Besi Besemar October 19, 2013

Frank Furedi
Frank Furedi

Leading sociologist Frank Furedi will this weekend launch a stark warning that UK’s public institutions will face more severe crises of trust – such as those currently afflicting the BBC, NHS (from Mid Staffs to the Jimmy Savile scandal) and police (post Plebgate) – unless they make a concerted bid to regain a sense of their own authority.

Speaking at London’s Battle of Ideas festival this weekend (October 19-20 ), Professor Furedi will argue that the “continuous calls for openness, inquiries, transparency and accountability” in the face of revelations over abuse of power has left some of Britain’s most important institutions to outsource their authority rather than critically confront the causes of internal disarray.

Furedi, professor of sociology at the University of Kent, Canterbury, will claim:

“Unmasking authority has become a fashionable enterprise that resonates with popular culture. Those who hold positions of responsibility and of power – politicians, parents, teachers, priests, doctors, nursery workers – are ‘exposed’ continually for abusing their authority… Consequently even those who are formally in authority hesitate about openly exercising their influence. In numerous businesses and public institutions those in positions of responsibility are often far too ready to adopt the now widely practised custom of outsourcing authority to consultants and experts. They rely on the language of ‘research shows….’, ‘experts say…’ or ‘the science concludes’ rather than on their own authoritative voice.“

In his new book Authority: a sociological history (to be launched at the Barbican on Sunday October 20) Furedi counsels against this outsourcing, but also notes that when authority exists in a feeble form, individual freedom is also compromised because so many institutions attempt to compensate for their lack of authority “through rule making, inventing procedures and micro-managing personal life.”

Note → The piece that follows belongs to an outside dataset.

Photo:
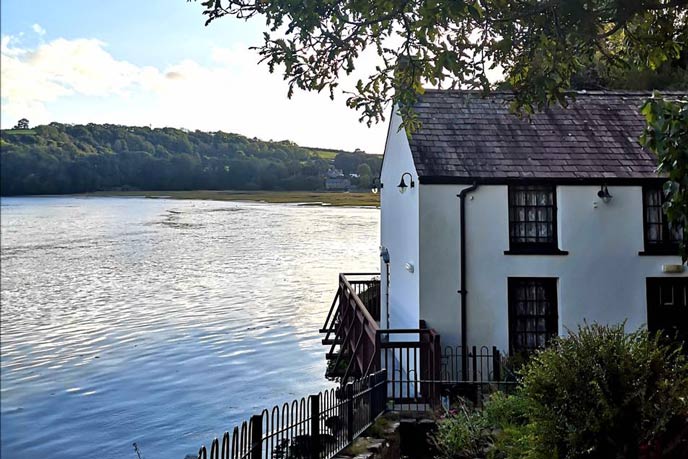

Furedi argues this will backfire because:

“When institutions rely on formal processes such as codes of conduct and transparency they can rarely act authoritatively since these rules are not based on an explicit moral and philosophical system of meaning. That is why rule making inexorably leads to more rule making. The less western culture can affirm authority the more dependent it becomes on the formalising and professionalising of daily life”.

Furedi also notes the irony that this can create even less accountability. If those in authority hand power over, there is a danger of creating a new breed of expert whose authority is considered above question, such as Lord Justice Leveson, victims of abuse, whistle-blowers and campaigning celebrities.

Furedi concludes:

“Those who reject some form of authority as illegitimate frequently embrace others as acceptable. For example, so many critics of the teachers’ authority over the class room invite us to serve as ‘mentors’, ‘facilitators’ or ‘role models’ to children. Similarly, in a world where the clergy is sometimes denounced for its authoritarian and abusive behaviour, or the victim that is often endowed with moral authority…although authority can be undermined it cannot be quite abolished.”

Rather than seek to safeguard against such abuses through further regulation and transparency, Furedi instead calls upon society to seriously debate both the purpose of authority and the institutions who wield it, arguing that in its absence we are seeing the ‘unravelling of public life’ and a resulting ‘moral disorientation.’

Furedi is one of 400 speakers at the Battle of Ideas, an annual festival of public debate taking place at London’s Barbican on October 19-20, organised by the Institute of Ideas.